Secret Symbols: The Chevron & The Freemasons
The chevron in its most basic sense is a V-shaped symbol that today is so ubiquitous that it can be found on anything from architecture, to the badges of military officers, to the local gas station. Unfortunately, however, this omnipresence has served to obscure the origins and meaning of this ancient symbol in a religious context.
In fact, this ambiguousness has not been lost on modern scholars. There is still much debate over which religious sects (if any) can claim ownership of the symbol, and more specifically, how the symbol relates to other so-called ‘secret symbols’, such as the All-Seeing Eye and the Compass. Indeed, Dan Brown was not the first to assert that the Chevron might be a symbol of the secret brotherhood of the Freemasons.
All-Seeing Eye
The symbol of the All-Seeing Eye represents the Supreme Being, and appears to have its origins with both the Hebrew and the Egyptians, who conceived the eye as being a symbol of God’s watchfulness over humanity and the universe as a whole. Indeed, the Egyptians used the symbol to represent Osiris, their most supreme God, using it to decorate all of their temples.
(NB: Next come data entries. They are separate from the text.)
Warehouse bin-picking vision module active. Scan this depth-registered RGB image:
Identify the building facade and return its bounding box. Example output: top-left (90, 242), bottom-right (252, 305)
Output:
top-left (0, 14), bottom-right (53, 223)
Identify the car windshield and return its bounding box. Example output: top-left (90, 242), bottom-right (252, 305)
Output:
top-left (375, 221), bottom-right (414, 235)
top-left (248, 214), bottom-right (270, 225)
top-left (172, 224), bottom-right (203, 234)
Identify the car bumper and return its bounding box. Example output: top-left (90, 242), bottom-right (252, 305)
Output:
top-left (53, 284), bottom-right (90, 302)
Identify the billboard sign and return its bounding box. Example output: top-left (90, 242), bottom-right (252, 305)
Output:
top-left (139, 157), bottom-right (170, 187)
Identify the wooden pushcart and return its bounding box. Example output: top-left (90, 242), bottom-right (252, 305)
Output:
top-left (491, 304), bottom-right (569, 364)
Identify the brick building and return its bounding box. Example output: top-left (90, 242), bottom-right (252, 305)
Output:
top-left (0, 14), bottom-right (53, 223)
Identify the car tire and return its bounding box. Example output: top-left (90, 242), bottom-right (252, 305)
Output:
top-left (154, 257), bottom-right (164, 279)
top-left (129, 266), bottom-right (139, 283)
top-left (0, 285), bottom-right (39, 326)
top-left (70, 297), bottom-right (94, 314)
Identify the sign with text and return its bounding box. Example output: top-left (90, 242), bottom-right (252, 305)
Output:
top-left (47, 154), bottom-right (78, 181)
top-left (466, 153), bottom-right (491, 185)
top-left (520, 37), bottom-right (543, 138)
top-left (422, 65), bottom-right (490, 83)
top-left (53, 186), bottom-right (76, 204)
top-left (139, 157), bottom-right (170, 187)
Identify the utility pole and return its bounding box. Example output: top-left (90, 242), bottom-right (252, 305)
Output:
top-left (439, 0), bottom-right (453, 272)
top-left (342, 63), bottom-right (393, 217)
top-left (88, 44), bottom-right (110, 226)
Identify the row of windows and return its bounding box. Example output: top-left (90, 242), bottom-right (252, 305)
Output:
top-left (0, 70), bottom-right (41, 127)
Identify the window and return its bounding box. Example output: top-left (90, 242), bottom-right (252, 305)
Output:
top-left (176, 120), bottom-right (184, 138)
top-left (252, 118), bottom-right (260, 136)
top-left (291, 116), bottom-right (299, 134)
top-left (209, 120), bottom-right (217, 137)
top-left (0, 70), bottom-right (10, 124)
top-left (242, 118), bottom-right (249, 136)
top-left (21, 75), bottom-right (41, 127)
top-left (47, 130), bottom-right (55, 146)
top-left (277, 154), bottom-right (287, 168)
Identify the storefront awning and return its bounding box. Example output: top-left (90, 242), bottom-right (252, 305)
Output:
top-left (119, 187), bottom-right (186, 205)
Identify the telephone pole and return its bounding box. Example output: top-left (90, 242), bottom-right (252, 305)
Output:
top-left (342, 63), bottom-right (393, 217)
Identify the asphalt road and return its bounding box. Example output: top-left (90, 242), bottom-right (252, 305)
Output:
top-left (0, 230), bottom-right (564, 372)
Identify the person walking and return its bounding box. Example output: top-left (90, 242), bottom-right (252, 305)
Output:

In the Book of Proverbs, the meaning of the symbol is made clear when King Solomon says, “The eyes of the Lord are in every place, beholding the evil and the good” (15:3).
Within the context of Freemasonry, the first representations of the All-Seeing Eye seem to have come in 1797 with The Freemasons Monitor when Thomas Smith Webb states,
...and although our thoughts, words and actions, may be hidden from the eyes of man yet that All-Seeing Eye, whom the Sun Moon and Stars obey, and under whose watchful care even comets perform their stupendous revolutions, pervades the inmost recesses of the human heart, and will reward us according to our merits.
The Compass
In addition to the All-Seeing Eye, the symbol of the chevron comes to us in the form of the crossed compass and set-square, a traditional icon of the Freemasons. The tools themselves are meant to symbolize God as an architect of the universe. This idea stems from the platonic philosophy espoused in Timaeus, which the Freemasons have interpreted as Plato’s message of God as the Great Geometrician.
In this way, the compass itself represents the realm of the spiritual, while the square represents the physical. Combined, they form a hexagram, symbolizing the union of earth and heaven, mind and body.
The angle itself has been a point of contention both for Freemasons and non-Freemasons. Whether the measurement of the angle bears any particular significance is as yet undetermined.